Sabalenka lamenta derrota para Rybakina em final do US Open e admite frustração, mas exalta rival e elenca qualidades da cazaque

Sabalenka reconhece superioridade de Rybakina em nova final de Grand Slam

Aryna Sabalenka admitiu sua frustração após mais uma derrota para Elena Rybakina em uma final de Grand Slam, desta vez no US Open.
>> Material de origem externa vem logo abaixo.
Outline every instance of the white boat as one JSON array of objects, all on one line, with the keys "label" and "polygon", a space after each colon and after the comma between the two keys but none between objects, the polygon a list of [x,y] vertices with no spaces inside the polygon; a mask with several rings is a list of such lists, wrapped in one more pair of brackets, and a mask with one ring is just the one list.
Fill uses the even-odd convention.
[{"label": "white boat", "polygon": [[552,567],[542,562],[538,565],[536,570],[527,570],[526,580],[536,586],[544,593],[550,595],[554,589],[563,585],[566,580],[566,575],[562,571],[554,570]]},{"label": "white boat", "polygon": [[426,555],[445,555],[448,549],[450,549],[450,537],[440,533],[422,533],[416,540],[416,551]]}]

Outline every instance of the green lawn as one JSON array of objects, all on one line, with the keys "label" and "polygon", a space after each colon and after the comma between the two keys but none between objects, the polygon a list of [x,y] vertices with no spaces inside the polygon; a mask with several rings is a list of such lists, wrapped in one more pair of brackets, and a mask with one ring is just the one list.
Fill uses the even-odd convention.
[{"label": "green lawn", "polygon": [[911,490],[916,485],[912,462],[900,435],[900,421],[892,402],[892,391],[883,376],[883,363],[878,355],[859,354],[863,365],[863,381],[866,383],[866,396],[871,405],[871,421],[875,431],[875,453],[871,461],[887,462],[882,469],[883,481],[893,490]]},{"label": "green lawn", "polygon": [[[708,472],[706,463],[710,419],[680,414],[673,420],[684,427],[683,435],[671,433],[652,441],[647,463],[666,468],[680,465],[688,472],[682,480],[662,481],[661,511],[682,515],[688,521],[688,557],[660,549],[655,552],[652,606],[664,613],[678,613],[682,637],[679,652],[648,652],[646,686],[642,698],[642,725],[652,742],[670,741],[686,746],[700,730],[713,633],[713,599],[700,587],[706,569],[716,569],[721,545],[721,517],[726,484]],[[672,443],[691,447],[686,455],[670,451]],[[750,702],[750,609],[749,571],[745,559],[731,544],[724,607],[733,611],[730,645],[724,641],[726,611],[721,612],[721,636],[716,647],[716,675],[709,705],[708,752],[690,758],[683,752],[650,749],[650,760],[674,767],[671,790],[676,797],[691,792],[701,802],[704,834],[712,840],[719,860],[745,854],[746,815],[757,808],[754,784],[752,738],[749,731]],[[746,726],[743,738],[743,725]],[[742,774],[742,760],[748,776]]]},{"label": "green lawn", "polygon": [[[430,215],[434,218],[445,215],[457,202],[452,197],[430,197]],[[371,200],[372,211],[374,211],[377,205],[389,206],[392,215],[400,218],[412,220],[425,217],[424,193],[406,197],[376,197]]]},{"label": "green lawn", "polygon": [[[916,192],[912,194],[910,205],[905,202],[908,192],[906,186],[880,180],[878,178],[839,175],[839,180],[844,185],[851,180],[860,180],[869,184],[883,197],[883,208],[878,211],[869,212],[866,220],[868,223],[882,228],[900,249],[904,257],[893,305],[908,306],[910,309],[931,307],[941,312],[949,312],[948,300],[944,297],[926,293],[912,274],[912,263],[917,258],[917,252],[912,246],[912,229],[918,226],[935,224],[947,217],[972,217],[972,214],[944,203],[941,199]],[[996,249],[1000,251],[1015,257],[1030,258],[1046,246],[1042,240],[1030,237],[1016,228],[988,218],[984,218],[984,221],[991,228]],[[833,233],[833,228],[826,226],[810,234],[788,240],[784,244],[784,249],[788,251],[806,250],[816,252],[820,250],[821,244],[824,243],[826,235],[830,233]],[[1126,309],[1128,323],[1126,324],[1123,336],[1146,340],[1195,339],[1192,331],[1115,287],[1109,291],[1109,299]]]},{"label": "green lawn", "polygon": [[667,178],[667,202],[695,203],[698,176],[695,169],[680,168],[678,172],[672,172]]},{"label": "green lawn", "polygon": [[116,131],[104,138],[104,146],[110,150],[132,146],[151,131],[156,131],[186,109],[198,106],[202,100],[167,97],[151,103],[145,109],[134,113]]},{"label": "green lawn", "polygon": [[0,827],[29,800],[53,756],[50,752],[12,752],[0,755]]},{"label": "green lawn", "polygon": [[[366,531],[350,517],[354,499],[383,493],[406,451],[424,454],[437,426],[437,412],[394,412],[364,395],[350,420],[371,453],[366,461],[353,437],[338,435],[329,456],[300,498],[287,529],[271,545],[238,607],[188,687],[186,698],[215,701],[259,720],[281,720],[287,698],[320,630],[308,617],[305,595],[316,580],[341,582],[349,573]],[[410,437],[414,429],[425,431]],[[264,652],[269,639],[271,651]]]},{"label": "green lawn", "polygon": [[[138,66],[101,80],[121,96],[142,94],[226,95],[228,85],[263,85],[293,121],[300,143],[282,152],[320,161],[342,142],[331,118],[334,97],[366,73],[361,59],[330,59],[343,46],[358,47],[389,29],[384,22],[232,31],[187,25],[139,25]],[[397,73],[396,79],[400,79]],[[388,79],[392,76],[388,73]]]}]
A jogadora bielorrussa, que vinha de cinco finais disputadas, não conseguiu impor seu jogo e reconheceu que a rival foi superior. “Você está pensando demais. Eu estava simplesmente lá competindo, tentando fazer o meu melhor com o que eu tinha hoje. Não foi suficiente”, resumiu Sabalenka, descartando a hipótese de que a pressão de tantas decisões tenha afetado seu desempenho.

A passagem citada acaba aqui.